Aus Sicht des Unternehmens spielt dabei die Lage eine zentrale Rolle. Genannt werden die direkte Anbindung an die A61 sowie die Nähe zu den Flughäfen Köln/Bonn und Düsseldorf. Hinzu komme die Verbindung zu den DHL-Netzwerken und zum Duisburger Hafen, also zu jenen Transportkorridoren, die für nationale und internationale Warenströme entscheidend sind. Für Unternehmen im Rheinland könnte das bedeuten, dass Transportzeiten sinken und Waren flexibler zwischen Straße, Luftfracht und weiteren Netzen bewegt werden können.

Die Technik hinter dem Standort macht Klimaziele erstmals zu einem operativen Thema

Das Projekt setzt nicht nur auf mehr Fläche, sondern ausdrücklich auf einen CO₂-neutralen Betrieb. Vorgesehen sind laut Mitteilung eine Photovoltaikanlage mit 1,0 MWp, ein Batteriespeicher mit 229 kW, Wärmepumpen und energieoptimierte LED-Beleuchtung. Dazu kommt der angestrebte DGNB Gold Standard, der für nachhaltigere Bauweise und Gebäudeeffizienz steht. Für Laien lässt sich das so zusammenfassen: Ein Teil des Stroms soll vor Ort erzeugt und gespeichert werden, während Heizung und Beleuchtung so ausgelegt sind, dass der Energiebedarf sinkt.

Das ist wirtschaftlich relevant, weil Energie- und Emissionskosten in der Logistik längst kein Nebenthema mehr sind. Wer Waren lagert, kommissioniert und verschickt, braucht große Gebäude, Technik und verlässliche Betriebsabläufe. Wenn diese Infrastruktur effizienter wird, kann das die Betriebskosten stabilisieren und zugleich politischen sowie regulatorischen Druck abfedern. Klimafreundlichere Logistik ist damit nicht nur ein Imageversprechen, sondern zunehmend Teil der Wettbewerbslogik in der Branche.

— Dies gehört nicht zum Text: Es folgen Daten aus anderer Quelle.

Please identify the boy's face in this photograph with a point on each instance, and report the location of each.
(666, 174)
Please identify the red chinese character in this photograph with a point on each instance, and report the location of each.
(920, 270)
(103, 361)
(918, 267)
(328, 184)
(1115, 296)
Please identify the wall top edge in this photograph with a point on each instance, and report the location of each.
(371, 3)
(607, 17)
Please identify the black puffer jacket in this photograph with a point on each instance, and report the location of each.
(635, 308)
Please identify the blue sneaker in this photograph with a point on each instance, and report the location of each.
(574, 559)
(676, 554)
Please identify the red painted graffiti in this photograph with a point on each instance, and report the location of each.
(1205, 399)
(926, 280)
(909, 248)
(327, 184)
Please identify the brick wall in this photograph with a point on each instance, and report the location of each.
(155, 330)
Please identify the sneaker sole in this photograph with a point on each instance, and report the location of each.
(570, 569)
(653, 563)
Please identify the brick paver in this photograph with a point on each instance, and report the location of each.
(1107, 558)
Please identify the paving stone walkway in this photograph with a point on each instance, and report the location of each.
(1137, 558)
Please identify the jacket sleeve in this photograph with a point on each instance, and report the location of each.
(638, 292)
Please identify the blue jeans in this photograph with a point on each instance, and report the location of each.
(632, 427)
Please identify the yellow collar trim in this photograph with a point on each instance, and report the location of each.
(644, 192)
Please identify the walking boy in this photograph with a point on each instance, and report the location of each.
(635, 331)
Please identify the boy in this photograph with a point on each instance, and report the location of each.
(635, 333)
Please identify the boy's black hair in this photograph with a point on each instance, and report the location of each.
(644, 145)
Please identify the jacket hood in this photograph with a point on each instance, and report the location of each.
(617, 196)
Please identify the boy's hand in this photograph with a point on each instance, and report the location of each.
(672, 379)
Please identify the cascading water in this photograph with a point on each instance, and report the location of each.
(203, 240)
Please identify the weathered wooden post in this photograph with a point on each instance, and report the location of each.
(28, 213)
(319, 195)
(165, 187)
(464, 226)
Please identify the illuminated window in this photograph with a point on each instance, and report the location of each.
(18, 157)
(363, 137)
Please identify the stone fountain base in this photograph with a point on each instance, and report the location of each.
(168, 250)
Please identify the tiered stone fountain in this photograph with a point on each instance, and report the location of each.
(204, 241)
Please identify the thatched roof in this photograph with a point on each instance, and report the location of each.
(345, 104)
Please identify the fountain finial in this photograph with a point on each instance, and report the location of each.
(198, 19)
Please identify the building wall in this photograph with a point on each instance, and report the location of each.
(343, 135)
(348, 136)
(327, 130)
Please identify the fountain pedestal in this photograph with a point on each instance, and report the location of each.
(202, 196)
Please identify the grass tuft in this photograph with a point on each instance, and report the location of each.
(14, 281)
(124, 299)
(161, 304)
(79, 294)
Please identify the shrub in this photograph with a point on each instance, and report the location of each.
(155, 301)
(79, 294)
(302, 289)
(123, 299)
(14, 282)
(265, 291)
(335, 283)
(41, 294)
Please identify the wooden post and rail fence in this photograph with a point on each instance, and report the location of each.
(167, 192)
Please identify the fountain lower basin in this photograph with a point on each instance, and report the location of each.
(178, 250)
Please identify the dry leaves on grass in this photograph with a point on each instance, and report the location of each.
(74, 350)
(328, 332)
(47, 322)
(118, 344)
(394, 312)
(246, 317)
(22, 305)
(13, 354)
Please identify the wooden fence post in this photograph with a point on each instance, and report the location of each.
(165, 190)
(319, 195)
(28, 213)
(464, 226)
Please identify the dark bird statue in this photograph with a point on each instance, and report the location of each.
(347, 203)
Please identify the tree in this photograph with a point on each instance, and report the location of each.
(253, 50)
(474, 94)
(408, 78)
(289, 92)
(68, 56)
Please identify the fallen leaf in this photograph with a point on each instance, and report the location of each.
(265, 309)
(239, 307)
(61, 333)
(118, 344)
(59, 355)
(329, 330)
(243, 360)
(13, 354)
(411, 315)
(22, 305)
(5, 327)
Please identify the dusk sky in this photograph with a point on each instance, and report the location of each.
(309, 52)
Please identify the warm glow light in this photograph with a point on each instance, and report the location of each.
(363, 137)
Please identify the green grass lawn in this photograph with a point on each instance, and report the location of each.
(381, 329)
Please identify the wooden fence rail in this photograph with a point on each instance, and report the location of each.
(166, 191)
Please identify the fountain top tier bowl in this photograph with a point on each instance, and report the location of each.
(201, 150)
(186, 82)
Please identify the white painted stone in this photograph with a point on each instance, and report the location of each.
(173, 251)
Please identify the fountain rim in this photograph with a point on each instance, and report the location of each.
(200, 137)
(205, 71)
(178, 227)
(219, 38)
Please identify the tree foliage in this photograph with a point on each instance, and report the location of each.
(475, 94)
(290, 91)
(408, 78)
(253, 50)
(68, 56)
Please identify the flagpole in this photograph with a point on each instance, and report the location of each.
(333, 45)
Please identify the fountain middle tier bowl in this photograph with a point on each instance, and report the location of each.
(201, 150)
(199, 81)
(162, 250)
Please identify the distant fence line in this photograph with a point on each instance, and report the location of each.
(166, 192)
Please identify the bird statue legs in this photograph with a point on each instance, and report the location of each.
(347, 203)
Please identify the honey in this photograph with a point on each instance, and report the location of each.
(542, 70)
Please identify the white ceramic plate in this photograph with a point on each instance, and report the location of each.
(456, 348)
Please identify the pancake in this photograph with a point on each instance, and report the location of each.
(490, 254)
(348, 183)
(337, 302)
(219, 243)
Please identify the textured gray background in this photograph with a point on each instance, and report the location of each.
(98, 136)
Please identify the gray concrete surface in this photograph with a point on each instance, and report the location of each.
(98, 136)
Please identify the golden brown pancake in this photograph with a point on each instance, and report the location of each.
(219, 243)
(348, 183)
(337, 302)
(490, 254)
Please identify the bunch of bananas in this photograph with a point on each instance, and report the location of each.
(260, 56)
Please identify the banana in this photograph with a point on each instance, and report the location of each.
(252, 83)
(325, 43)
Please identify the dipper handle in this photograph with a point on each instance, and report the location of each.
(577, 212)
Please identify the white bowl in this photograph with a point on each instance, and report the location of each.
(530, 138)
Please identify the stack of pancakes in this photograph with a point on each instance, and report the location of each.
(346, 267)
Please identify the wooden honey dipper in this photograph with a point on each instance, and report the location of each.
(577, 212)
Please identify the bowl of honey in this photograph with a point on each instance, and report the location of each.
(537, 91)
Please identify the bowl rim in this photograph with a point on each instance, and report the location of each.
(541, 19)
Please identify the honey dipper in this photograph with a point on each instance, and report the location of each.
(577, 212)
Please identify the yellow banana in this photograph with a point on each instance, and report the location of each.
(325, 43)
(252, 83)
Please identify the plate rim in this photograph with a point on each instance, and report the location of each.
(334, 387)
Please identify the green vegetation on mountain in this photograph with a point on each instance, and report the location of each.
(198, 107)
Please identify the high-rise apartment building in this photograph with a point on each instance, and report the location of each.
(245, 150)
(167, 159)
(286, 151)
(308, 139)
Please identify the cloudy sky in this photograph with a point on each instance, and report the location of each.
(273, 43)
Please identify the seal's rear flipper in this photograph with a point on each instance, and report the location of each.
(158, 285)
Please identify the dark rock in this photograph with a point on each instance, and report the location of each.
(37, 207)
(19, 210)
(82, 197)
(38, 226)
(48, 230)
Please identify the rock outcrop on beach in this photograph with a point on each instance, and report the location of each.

Rheinbach profitiert nicht nur von Arbeitsplätzen, sondern auch von einem Imagegewinn als Industriestandort

Für die Stadt Rheinbach hat das Vorhaben eine zweite Ebene. Die Ansiedlung eines großen Akteurs wie DHL Supply Chain dürfte das Gewerbegebiet Wolbersacker sichtbar aufwerten und die Wahrnehmung des Standorts über die Region hinaus verändern. Bürgermeister Dr. Daniel Phiesel wertete das Projekt als wichtigen Entwicklungsschritt für das Gebiet und verwies darauf, dass damit zusätzliche Arbeitsplätze sowie neue wirtschaftliche Impulse verbunden seien.

Solche Effekte sind für Kommunen im Wettbewerb um Investitionen bedeutsam. Ein neues Logistikzentrum stärkt nicht nur die unmittelbare Beschäftigung, sondern kann auch Zulieferer, Dienstleister und weitere Ansiedlungen anziehen. Gleichzeitig zeigt der Fall, wie eng Standortpolitik und Infrastrukturpolitik inzwischen zusammenhängen. Kommunen profitieren besonders dann, wenn sie Flächen, Verkehrsachsen und Genehmigungsprozesse so organisieren, dass industrielle und logistische Projekte überhaupt realisierbar werden.

Der Standortausbau Nordrhein-Westfalen folgt einem breiteren Trend zu robusteren Lieferketten

Hinter dem Projekt steht letztlich eine Entwicklung, die weit über Rheinbach hinausreicht. Viele Unternehmen überprüfen seit einigen Jahren ihre Lieferketten, weil geopolitische Spannungen, schwankende Nachfrage und höhere Anforderungen an Liefergeschwindigkeit bestehende Modelle unter Druck setzen. In diesem Umfeld gewinnen regionale Lager- und Umschlagsflächen an Bedeutung, vor allem dort, wo Industrie, Handel und internationale Verkehrswege eng zusammenkommen.

DHL formuliert diesen Anspruch offen. CEO Katrin Hölter sagte: „Mit dem Neubau am Standort Rheinbach reagieren wir auf die wachsende Nachfrage nach flexiblen und effizienten Logistikflächen und investieren gezielt in die Leistungsfähigkeit der Wirtschaftsregion Rheinland“. Dahinter steht die Annahme, dass Kontraktlogistik künftig noch stärker danach bewertet wird, wie schnell sich Flächen an neue Kundenbedarfe anpassen lassen und wie verlässlich sie auch unter schwierigen Marktbedingungen funktionieren. Rheinbach wäre dann nicht nur ein weiterer Standort, sondern ein Baustein in einer Logistikstrategie, die Versorgungssicherheit, Effizienz und Emissionsminderung zugleich erreichen soll.